Şu anda gördüğümüz şu:
Hayat kolaylaşmadı, sadece borçlanma kolaylaştırıldı.
Bugün Türkiye'de 31 milyon kişi bankalara borçlu.
Yani çocukları, yaşlıları saymazsak neredeyse herkes borçlu!
İnsanların 10-20 yıl borç ödeyerek ev almasını bile kendi başarıları gibi yansıtıyorlar.
Türk halkı bu borç sarmalından da bir an önce kurtarılmalı, buna çözüm bulunmalı.
Yani artık makam için değil vatan için, insanlarımız için çalışma zamanınız geldi.

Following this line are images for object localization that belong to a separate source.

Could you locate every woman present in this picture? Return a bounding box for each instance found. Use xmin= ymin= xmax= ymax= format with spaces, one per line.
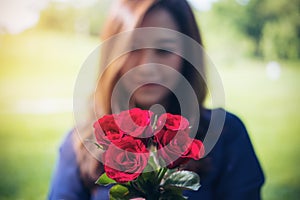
xmin=48 ymin=0 xmax=265 ymax=199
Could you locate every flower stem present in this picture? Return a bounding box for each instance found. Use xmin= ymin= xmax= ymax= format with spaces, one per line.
xmin=151 ymin=114 xmax=158 ymax=131
xmin=157 ymin=167 xmax=168 ymax=185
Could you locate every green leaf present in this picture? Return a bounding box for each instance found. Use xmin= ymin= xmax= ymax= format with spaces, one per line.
xmin=109 ymin=184 xmax=130 ymax=200
xmin=139 ymin=171 xmax=155 ymax=184
xmin=164 ymin=168 xmax=177 ymax=178
xmin=141 ymin=153 xmax=163 ymax=185
xmin=95 ymin=173 xmax=116 ymax=186
xmin=143 ymin=155 xmax=157 ymax=174
xmin=148 ymin=151 xmax=161 ymax=170
xmin=162 ymin=170 xmax=201 ymax=191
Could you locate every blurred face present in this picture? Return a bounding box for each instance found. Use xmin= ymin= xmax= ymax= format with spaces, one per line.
xmin=119 ymin=7 xmax=183 ymax=109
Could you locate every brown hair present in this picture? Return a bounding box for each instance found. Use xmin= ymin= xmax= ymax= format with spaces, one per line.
xmin=73 ymin=0 xmax=207 ymax=190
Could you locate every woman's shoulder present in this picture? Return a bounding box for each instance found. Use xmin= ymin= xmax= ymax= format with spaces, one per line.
xmin=48 ymin=129 xmax=91 ymax=200
xmin=201 ymin=108 xmax=249 ymax=143
xmin=58 ymin=129 xmax=76 ymax=155
xmin=202 ymin=108 xmax=245 ymax=126
xmin=198 ymin=109 xmax=264 ymax=199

Dolaylı olarak yüzde 72 vergi alınan, dolaysız olarak direkt bazılarına verilen bir vergi düzeninde olan ülkeyiz.
Bakanlıkların bütçelerini vergiden düşersek acaba yük azalır mı?
İşte bunlara biraz kafa yormamız gerekiyor...

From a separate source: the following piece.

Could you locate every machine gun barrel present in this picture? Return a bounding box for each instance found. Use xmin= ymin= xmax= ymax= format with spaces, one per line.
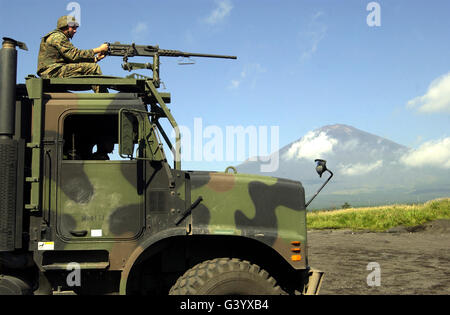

Bu arada sizi biraz güldüreyim:
Atanamayan öğretmenler hepsi iş buldu.
Nasıl mı?
Taşeron oldu, simitçi oldu.
Onlar işini halletti.
Zaten teknik olarak Milli Eğitim Bakanlığı'nın bir yetkisi yok ki. Akşamdan sabaha TEOG falan değişebiliyor. Yani Milli Eğitim Bakanlığı'nın bütçesini vergiden düşersek bir miktar işe yarar.

***
DİP EKSPRES

Hayırlı bir iş!


Türkiye'nin ihracat şampiyonu sektörlerinden züccaciye sektörünü tek çatı altında toplayan Züccaciyeciler Derneği (ZÜCDER), Uluslararası Down Sendromu Federasyonu (UDF) ile 'ZÜCDOWN Mesleki Eğitim ve İstihdam Projesi"ni başlatarak down sendromlu 8 gencin ZÜCDER üyesi Karaca, Schafer, Korkmaz, Bernardo, Hisar, Hürsultan ve Akyüz Plastik'te istihdam edilmesine olanak sağlıyor.

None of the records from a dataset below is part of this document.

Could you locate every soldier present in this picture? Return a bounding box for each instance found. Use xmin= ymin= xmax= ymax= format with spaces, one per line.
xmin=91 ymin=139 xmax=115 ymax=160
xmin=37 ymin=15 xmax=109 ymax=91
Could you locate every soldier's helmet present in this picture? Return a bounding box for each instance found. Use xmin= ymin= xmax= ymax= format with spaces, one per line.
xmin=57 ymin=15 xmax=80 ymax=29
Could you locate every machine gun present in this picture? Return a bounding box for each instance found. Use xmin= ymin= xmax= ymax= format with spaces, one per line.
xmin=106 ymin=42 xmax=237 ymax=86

25 Aralık'taki toplantıya; ZÜCDER Başkanı Uğur Kaymak, UDF Yönetim Kurulu Başkanı Muhammed Abdullah Tuncay, Karaca Yönetim Kurulu Başkanı Arif Karaca, Schafer Yönetim Kurulu Başkanı Tuncay Aslan, Korkmaz Yönetim Kurulu Başkanı Kerim Korkmaz, Bernardo Yönetim Kurulu Başkanı Nurettin Sözen, Hisar Yönetim Kurulu Başkan Yardımcısı İsmail Erdoğan, Hürsultan Yönetim Kurulu Başkanı Mustafa Yazıcı, Akyüz Plastik Yönetim Kurulu Başkanı Murat Akyüz katılıyor.